The word mit can exist as preposition,
Ich fahre mit dem Auto. Ich werde mit dem Auto fahren.
I drive by car. I will drive by car.
literal: I drive with the car. I will drive with the car.
Das Hemd gehört mit in die Wäsche. Das Hemd wird mit in die Wäsche gehören.
The shirt also belongs in the laundry. The shirt will also belong in the laundry.
literal: The shirt cobelongs in the laundry. The shirt will cobelong in the laundry.
and as prefix of a separable verb
Ich fahre mit wenn ich Zeit habe. Ich werde mitfahren wenn ich Zeit habe.
(Sorry, I have no Idea how to properly translate this into valid English)
literal: I coride when I have time. I will coride when I have time.
(Instead of "co-ride" maybe also "co-go" or "co-drive")
In the examples above I use the prefix co- in the sense of "worker and co-worker" or "driver and co-driver."
The prefixes of separable verbs are closely related to adverbs, and when those verbs are split in their parts, it is often hard to tell if it is an adverb or a split-off prefix. And also the meaning in both functions is almost identical. Both, the adverb "mit" and the prefix "mit" mean:
to do something together with someone else
Here is a simple example:
If you walk, it is
Du gehst. = You walk.
If I walk, you have
Ich gehe. = I walk.
Du gehst und ich gehe.
You walk and I walk.
But if you deside where to go to, and I accompany you, i.e. I walk on your side and you decide where to got to, then it is:
Du gehst und ich gehe mit.
You walk and I co-walk.
This construction doesn't exist in proper English, so I use this co- prefix to express what is meant in German. And this co- prefix works for both, the adverb mit and the separable prefix mit.
This verb means:
- to listen (to hear something and pay attention to it with the intention to hear it)
- to overhear (to hear something by accident, without having wanted to hear it)

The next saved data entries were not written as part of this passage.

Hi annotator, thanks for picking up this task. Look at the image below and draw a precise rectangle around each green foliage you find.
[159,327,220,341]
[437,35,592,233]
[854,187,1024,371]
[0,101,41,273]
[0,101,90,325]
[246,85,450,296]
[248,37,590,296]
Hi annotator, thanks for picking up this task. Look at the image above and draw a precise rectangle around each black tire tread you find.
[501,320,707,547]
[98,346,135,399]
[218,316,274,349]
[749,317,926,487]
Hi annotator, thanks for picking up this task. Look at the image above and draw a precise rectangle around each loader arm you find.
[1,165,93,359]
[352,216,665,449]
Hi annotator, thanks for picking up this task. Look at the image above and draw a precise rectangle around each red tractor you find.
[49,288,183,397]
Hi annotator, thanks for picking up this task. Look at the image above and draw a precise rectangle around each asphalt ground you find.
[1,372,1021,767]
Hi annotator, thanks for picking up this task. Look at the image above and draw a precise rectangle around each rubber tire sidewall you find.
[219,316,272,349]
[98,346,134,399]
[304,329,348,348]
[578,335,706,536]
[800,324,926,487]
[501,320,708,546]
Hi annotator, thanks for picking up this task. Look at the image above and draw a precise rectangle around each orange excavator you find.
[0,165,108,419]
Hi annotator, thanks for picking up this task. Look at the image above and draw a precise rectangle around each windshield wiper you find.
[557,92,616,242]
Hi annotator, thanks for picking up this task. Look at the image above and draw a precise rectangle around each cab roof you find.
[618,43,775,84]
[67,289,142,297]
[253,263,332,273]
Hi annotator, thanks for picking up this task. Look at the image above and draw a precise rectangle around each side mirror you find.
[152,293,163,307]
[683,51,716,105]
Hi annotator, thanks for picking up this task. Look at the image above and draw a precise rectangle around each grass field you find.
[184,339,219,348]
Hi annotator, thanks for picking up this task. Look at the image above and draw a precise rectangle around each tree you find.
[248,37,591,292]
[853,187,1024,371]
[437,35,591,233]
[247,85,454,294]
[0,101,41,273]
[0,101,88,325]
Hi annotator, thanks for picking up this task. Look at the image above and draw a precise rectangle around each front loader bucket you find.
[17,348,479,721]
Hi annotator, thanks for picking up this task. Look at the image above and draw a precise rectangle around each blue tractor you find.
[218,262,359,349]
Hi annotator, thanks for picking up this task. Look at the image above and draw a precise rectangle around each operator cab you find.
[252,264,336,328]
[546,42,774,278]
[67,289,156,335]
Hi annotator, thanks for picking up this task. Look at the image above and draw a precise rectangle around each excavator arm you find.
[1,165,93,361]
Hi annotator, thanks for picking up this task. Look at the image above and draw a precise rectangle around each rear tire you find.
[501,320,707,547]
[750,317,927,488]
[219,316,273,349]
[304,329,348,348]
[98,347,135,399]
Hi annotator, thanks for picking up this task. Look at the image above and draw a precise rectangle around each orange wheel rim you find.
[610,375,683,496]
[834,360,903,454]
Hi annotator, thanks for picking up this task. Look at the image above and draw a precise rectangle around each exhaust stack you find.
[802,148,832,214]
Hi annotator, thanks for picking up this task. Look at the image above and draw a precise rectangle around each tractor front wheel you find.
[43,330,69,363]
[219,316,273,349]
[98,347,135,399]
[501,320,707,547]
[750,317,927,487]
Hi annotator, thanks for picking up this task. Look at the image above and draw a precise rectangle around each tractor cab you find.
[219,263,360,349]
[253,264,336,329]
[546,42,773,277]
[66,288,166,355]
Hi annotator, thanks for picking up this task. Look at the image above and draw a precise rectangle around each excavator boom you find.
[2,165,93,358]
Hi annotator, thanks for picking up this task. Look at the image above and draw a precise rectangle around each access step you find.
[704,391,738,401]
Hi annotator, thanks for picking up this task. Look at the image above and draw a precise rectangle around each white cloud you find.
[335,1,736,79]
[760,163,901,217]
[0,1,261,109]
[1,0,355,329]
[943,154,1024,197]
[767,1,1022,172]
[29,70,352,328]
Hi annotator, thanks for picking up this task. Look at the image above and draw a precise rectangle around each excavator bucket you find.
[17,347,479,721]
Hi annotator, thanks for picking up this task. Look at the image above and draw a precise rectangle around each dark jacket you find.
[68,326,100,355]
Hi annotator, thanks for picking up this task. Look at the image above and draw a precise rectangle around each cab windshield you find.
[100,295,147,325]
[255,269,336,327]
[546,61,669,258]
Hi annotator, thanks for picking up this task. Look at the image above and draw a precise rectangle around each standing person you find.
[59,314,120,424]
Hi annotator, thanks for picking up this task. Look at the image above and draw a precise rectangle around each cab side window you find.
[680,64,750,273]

But there is also a third possibility: You didn't want to hear it (i.e. it was not your intention to listen), so you overheard he conversation. But after you heard a few words you became curious and payed attention, so you turned from overhearing to listening. In German all of those is:
ein Gespräch anhören
to overhear or listen to a conversation
When two people chat in a room, and when there is a third person in the room who can hear the conversation, you can say:
Walter hört das Gespräch von Erich und Brigitte an.
1. Walter listens to the conversation of Erich and Brigitte.
1. Walter overhears the conversation of Erich and Brigitte.
In English you have to make a difference, if Walter is listening intentionally, or if he is overhearing the conversation by accident. In German you don't make this difference. Without context it is to listen, i.e. to pay attention to the conversation, but without initial intention. If you want to clarify the difference, you have to tell it explicitly in a separate sentence.
When Erich talks to Brigitte, Brigitte is listening. And when Brigitte talks, Erich is listening. These two persons are the main-listeners. And if another person joins the club of listeners, then this person is co-listening or co-overhearing.(remember: both is the same word in German: anhören)
So, when you realize that Lisa and Sandra also overhear this conversation, then they co-overheard the conversation:
Lisa und Sandra hören das Gespräch mit an. Sie werden das Gespräch mit anhören.
Lisa and Sandra co-overhear the conversation. They will co-overhear the conversation.